Diese unaufgeregte Vorgehensweise ist auch ein Schlüssel, wie wir bei finanziellen Entscheidungen unsere Emotionen wie Angst (Unsicherheit, Sorge, Panik), Wut (Ärger) und Freude (Euphorie) in den Griff bekommen. Weitere Mittel gegen impulsives Handeln können so einfache Dinge wie ein bewusstes Loslassen Ihres vorherigen Trades, eine auf Ihre Persönlichkeit abgestimmte Strategie oder auch das Führen eines Trading-Tagebuchs sein.
(5) Zu guter Letzt sollten Sie sich mit den Begriffen rund ums Risiko (Trade, Konto) und Risikoarten (Markt, Währung, Emittent …) vertraut machen. Setzen Sie Stopps unter Berücksichtigung der Volatilität. Trading-Erfolg ist auch eine Frage von »Wie Sie Ihre Ziele formulieren und erreichen«.
Die Zukunft der Trading-Psychologie
Durch das Verständnis psychologischer und neurowissenschaftlicher Faktoren können wir unsere Trading-Entscheidungen beeinflussen. Die Trading-Psychologie entwickelt sich in einer zunehmend komplexeren Finanzwelt (neue Technologien und Finanzprodukte) ständig weiter.
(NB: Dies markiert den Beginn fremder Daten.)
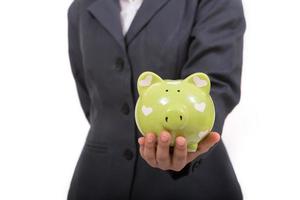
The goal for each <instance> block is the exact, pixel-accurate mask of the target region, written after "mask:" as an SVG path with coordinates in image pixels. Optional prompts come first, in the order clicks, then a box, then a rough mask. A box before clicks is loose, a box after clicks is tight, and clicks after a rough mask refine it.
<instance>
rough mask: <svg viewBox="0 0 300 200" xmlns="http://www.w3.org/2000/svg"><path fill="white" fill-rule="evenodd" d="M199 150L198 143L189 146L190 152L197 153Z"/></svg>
mask: <svg viewBox="0 0 300 200" xmlns="http://www.w3.org/2000/svg"><path fill="white" fill-rule="evenodd" d="M197 148H198V143H189V144H188V145H187V150H188V152H196V151H197Z"/></svg>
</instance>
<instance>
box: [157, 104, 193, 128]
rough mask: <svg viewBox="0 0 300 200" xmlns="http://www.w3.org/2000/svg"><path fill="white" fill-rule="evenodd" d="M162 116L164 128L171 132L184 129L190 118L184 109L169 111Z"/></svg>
mask: <svg viewBox="0 0 300 200" xmlns="http://www.w3.org/2000/svg"><path fill="white" fill-rule="evenodd" d="M162 116H163V119H162V120H163V126H164V127H165V128H167V129H169V130H176V129H182V128H184V126H185V124H186V121H187V118H188V115H187V113H186V111H185V110H184V109H167V110H166V111H165V112H164V113H163V115H162Z"/></svg>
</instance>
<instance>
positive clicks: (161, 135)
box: [160, 133, 169, 142]
mask: <svg viewBox="0 0 300 200" xmlns="http://www.w3.org/2000/svg"><path fill="white" fill-rule="evenodd" d="M160 139H161V141H162V142H167V141H168V140H169V136H168V135H167V134H165V133H162V134H161V136H160Z"/></svg>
Künftige Forschungen und Anwendungen könnten sich mit der Integration von Künstlicher Intelligenz und maschinellem Lernen in die Trading-Psychologie beschäftigen, um uns bessere Finanzentscheide zu ermöglichen. Aus meiner Erfahrung weiß ich, dass es auf das richtige Mindset ankommt. Letztlich geht es darum, finanzielle Entscheidungen geplant und gelassen zu treffen. Gewinnen beginnt innen.